Google is changing that. And they have even announced the day. Beginning April 21 of THIS YEAR they will begin to penalize sites that are not responsive or mobile-friendly. Yes, you read that right. If your site is not mobile-friendly, it will not rank as well as sites that are.
We have a new hosting client with over 6000 products shown on their web site. Google says none of the pages are mobile friendly. Now they will have to invest in a way to get all these products to be mobile friendly so they can continue to get the same great search results they have been getting.
If you have a site built partly or completely in Flash, forget about it. It is time to start work on your new site that will be search and mobile friendly.
If you are not sure if your site is mobile friendly or not, visit https://www.google.com/webmasters/tools/mobile-friendly/ and enter a link to your site. Google will not only tell you if you pass or fail, but give you tips on how to fix or improve your site to make it more mobile friendly.
And then, if you need help, be sure to call EduCyber at 303 268-2245 ext 4!

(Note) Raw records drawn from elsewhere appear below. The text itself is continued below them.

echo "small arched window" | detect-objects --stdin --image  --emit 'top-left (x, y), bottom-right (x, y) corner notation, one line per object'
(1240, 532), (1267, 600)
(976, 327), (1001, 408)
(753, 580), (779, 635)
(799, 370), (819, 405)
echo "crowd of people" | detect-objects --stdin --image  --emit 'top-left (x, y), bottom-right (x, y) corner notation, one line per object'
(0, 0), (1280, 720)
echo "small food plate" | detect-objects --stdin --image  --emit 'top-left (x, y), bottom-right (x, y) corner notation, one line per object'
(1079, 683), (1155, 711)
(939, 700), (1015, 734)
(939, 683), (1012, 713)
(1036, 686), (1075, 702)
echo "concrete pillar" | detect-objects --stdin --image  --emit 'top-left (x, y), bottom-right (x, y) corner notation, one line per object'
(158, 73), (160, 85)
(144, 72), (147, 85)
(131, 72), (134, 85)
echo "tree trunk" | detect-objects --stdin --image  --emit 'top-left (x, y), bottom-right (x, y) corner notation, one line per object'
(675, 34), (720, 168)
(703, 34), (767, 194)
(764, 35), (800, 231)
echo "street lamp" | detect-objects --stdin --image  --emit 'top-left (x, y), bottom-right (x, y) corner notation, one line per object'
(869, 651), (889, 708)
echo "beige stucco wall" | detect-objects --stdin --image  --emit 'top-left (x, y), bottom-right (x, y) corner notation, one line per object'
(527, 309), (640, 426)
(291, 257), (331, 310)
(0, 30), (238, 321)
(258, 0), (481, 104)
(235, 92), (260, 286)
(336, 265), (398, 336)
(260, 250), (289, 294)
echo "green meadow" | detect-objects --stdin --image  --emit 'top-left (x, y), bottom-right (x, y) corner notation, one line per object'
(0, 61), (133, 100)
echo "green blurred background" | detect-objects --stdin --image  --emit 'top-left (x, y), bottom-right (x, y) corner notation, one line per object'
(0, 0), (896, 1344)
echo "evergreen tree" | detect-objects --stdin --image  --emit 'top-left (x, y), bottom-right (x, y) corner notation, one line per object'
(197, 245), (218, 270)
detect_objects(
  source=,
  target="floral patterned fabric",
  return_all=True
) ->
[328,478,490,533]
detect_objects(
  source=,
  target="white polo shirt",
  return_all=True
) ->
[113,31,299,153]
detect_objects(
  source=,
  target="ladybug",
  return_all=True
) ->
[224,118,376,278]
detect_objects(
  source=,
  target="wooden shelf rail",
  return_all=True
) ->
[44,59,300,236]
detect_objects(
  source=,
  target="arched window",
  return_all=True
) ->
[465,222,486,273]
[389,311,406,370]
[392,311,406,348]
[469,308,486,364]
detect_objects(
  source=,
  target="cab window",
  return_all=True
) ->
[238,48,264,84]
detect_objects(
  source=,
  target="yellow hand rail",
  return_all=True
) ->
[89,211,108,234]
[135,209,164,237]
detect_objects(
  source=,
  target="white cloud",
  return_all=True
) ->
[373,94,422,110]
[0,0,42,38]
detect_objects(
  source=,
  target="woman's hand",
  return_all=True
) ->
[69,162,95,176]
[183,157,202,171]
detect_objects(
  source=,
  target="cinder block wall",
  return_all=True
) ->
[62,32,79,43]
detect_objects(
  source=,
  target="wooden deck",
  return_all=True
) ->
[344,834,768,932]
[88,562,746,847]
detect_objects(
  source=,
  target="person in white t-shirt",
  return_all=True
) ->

As we monitor our customer’s sites we are seeing, understandably, a huge increase in traffic from mobile devices. What does that mean for your web site? What does that mean from a design perspective?
First it is important to understand that tablets (iPad, Kindle, Surface, and a variety of Android tablets) are considered mobile devices. So when we’re talking mobile devices, we’re talking everything from a BlackBerry (probably having the smallest screen) to the iPad and larger tablets.
It can be a nightmare trying to make things work across all these platforms. “it can’t be that bad.” You might be thinking. But you’re wrong. One of our sites has had over 350 mobile devices visit their site. 350.
Once upon a time we designed and tested our sites in three to five browsers and at least two different platforms (like Windows and Apple). Now the rules have changed.
If you are changing or updating your site, you’ll want to ask your web firm if your site will be mobile-friendly. But that phrase “mobile-friendly” can mean a lot of different things.
Here is what you should be aware of when planning for mobile:
Often it is fine if your site simply appears small and can be pinched or unpinched to zoom in and out
Navigation is different. If you have drop down menus on your site, test them on mobile. Often dropdowns work with a hover or mouseover. There isn’t a hover or mouseover on mobile.
If you need a look substantially different from the desktop view for mobile devices, be prepared to spend more as you’ll essentially be designing two versions of your web site
Make sure your web firm is using Cascading Style Sheets (CSS) that detect browser version and can serve up the mobile changes for a mobile device
Be prepared for additional changes in the way people interact with their mobile devices (and therefore your mobile-friendly website) over the next 18 months. The only constant in web site development is change.